Search for the website of the championship or event to find an Entry List, see if you can spot any drivers and teams you’ve heard about. This is your ‘in’, your way in to understanding the race.

Check www.spotterguides.com to see if Andy Blackmore has drawn up the liveries for this race so you can spot the cars – and cross them off in marker pen when they retire.

Have a look at some sports car news sites such as Racer.com, DailySportscar.com and Sportscar365.com, so you can see what’s been going on.

Timing

Live timing helps a lot. TV graphics are okay, but they never show what you want when you want it.

Live timing shows last lap time for each car and the gaps to the cars – so you can see who is gaining on the cars ahead and who is losing time. It shows the number of pit stops made, so you can work out strategy.  It also shows the number of laps done by each car – in this type of racing the gaps can run to multiple laps. If a car falls behind you need to be able to see if it gets a lap back.

When you learn how to read it you almost don’t even need the TV pictures, you can understand and enjoy it from the data feed alone – or data feed and radio coverage.

Commentary

It is important to find a commentary team providing detail to the level needed, without making it dry.
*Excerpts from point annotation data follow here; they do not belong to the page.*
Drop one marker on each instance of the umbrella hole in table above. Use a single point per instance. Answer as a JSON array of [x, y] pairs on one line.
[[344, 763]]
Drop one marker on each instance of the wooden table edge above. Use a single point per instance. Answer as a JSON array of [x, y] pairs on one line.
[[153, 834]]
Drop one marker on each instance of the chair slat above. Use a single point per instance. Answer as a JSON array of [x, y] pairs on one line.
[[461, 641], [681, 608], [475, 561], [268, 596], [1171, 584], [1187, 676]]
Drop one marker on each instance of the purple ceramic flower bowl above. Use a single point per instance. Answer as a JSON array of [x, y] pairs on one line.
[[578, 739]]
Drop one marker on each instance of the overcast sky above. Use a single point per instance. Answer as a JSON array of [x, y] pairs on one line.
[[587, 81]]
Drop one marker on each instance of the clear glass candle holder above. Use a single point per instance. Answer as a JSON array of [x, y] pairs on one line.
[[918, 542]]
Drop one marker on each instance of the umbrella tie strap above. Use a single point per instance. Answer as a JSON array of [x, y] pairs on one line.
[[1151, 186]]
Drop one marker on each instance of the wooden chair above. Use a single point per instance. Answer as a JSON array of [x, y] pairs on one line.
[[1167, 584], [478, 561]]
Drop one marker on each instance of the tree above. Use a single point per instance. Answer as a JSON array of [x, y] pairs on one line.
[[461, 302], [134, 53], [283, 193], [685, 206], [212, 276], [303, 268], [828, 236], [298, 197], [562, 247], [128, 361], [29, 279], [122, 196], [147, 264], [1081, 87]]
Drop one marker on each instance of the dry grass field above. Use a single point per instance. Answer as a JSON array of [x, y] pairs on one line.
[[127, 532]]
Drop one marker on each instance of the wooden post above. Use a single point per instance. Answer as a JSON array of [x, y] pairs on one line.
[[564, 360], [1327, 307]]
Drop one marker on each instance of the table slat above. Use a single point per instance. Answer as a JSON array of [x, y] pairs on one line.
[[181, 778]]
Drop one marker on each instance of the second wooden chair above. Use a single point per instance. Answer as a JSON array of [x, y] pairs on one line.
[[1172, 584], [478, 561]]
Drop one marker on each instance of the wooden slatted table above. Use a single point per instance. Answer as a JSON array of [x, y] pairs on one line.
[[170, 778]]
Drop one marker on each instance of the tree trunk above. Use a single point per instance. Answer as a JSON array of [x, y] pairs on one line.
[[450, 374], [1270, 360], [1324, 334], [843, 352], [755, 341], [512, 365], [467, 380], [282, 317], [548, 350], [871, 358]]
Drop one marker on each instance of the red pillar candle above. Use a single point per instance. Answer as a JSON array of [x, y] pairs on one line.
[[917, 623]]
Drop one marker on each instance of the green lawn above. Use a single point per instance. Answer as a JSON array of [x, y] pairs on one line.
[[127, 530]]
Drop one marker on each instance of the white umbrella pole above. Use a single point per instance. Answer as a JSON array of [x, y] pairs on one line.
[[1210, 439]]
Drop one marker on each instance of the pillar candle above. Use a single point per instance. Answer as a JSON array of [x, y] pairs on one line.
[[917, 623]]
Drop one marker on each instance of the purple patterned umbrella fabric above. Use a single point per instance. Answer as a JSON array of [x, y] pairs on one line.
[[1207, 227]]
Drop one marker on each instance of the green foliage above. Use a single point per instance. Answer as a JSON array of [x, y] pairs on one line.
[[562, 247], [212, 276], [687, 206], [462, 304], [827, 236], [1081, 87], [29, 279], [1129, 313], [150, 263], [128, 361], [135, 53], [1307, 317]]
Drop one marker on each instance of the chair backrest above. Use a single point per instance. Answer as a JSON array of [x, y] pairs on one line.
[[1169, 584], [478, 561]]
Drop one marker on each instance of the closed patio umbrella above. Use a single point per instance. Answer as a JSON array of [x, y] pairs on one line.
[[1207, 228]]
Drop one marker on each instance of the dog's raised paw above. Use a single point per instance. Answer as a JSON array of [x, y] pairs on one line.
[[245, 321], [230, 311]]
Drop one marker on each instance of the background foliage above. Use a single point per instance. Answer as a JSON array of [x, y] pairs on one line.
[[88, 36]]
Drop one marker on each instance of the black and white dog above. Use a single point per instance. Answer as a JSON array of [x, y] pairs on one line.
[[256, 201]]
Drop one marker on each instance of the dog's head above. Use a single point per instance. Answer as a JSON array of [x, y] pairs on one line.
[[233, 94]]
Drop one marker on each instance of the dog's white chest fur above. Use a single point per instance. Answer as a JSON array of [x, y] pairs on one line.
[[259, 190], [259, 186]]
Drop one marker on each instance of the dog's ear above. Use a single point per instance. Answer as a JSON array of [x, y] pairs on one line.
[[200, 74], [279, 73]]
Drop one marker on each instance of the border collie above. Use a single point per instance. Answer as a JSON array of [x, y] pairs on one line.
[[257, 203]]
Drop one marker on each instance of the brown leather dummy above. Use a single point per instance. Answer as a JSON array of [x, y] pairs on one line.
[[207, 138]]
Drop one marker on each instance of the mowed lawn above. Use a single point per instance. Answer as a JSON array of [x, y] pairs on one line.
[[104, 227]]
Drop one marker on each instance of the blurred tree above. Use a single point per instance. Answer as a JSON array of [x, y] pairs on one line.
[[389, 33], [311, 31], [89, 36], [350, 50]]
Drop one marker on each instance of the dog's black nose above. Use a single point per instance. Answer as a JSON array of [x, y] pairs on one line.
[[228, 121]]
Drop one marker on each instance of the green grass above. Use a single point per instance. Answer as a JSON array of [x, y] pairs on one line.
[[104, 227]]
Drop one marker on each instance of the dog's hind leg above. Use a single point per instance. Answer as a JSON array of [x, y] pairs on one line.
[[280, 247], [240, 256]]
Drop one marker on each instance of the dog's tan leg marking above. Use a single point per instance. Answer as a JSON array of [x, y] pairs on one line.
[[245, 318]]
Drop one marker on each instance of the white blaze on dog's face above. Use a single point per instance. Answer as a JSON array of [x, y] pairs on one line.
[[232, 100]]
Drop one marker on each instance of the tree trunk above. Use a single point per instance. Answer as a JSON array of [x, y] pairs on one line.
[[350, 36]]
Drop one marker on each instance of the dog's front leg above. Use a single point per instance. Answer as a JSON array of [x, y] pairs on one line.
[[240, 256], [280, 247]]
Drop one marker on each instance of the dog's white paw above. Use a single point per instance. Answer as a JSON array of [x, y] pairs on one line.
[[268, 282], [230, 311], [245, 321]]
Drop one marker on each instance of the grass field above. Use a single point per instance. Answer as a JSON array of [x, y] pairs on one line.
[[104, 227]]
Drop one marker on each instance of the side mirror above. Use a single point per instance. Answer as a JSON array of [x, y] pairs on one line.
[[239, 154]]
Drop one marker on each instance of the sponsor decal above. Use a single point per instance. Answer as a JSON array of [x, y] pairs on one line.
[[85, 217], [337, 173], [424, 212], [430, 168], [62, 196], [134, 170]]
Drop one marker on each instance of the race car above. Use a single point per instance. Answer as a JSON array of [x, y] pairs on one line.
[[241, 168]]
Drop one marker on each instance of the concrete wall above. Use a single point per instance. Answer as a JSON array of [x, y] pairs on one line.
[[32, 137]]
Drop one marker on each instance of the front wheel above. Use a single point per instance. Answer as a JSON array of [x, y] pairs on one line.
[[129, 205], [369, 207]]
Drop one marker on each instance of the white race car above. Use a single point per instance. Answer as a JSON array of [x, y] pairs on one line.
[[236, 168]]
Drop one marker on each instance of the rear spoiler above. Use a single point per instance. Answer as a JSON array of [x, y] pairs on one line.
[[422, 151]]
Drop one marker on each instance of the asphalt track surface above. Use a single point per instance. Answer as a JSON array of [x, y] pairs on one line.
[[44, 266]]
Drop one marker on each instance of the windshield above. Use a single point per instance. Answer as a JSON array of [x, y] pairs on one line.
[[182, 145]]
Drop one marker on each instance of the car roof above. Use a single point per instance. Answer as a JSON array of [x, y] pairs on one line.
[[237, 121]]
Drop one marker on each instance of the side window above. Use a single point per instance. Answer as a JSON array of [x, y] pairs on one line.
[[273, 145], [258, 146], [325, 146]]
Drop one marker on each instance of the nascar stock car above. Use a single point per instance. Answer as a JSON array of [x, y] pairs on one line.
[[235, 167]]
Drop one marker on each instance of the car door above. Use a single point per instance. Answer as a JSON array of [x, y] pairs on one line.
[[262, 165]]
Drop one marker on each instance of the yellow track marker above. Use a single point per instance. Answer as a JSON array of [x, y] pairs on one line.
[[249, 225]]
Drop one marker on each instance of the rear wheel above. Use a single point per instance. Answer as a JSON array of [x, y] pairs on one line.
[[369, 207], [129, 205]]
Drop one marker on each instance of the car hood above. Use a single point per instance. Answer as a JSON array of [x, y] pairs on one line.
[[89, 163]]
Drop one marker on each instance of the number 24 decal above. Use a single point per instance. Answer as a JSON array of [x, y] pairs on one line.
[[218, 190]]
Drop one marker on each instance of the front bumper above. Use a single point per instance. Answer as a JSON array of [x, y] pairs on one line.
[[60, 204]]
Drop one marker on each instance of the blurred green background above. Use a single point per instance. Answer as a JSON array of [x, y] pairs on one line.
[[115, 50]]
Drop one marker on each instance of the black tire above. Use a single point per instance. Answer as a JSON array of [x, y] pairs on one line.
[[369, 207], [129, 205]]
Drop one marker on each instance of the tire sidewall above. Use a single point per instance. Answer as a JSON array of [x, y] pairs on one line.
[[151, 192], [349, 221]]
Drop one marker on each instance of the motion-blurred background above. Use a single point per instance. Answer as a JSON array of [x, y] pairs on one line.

The gold standard is RadioLeMans.com and IMSA Radio. Check to see whether these guys & girls are covering the race you’re watching. They do Le Mans, WEC, IMSA and more.

Countless people watch whatever TV or streaming is provided, put it on mute, and listen to RLM instead.

The Eurosport commentary at Le Mans can be good too, depending what shift it is.

Set up

You could just flick on the TV if you like, dipping in and out, which is great if you just want to chill out watching some cool cars racing. And this is a great way to get a taste for this style of racing and just start absorbing who is who without pressure. But you won’t necessarily understand what’s going on with strategy.

A lot of people have at least two screens – which is fairly standard for most motorsport now anyway: many of us tweet during a race for example, and follow live timing. [I usually do both from one PC]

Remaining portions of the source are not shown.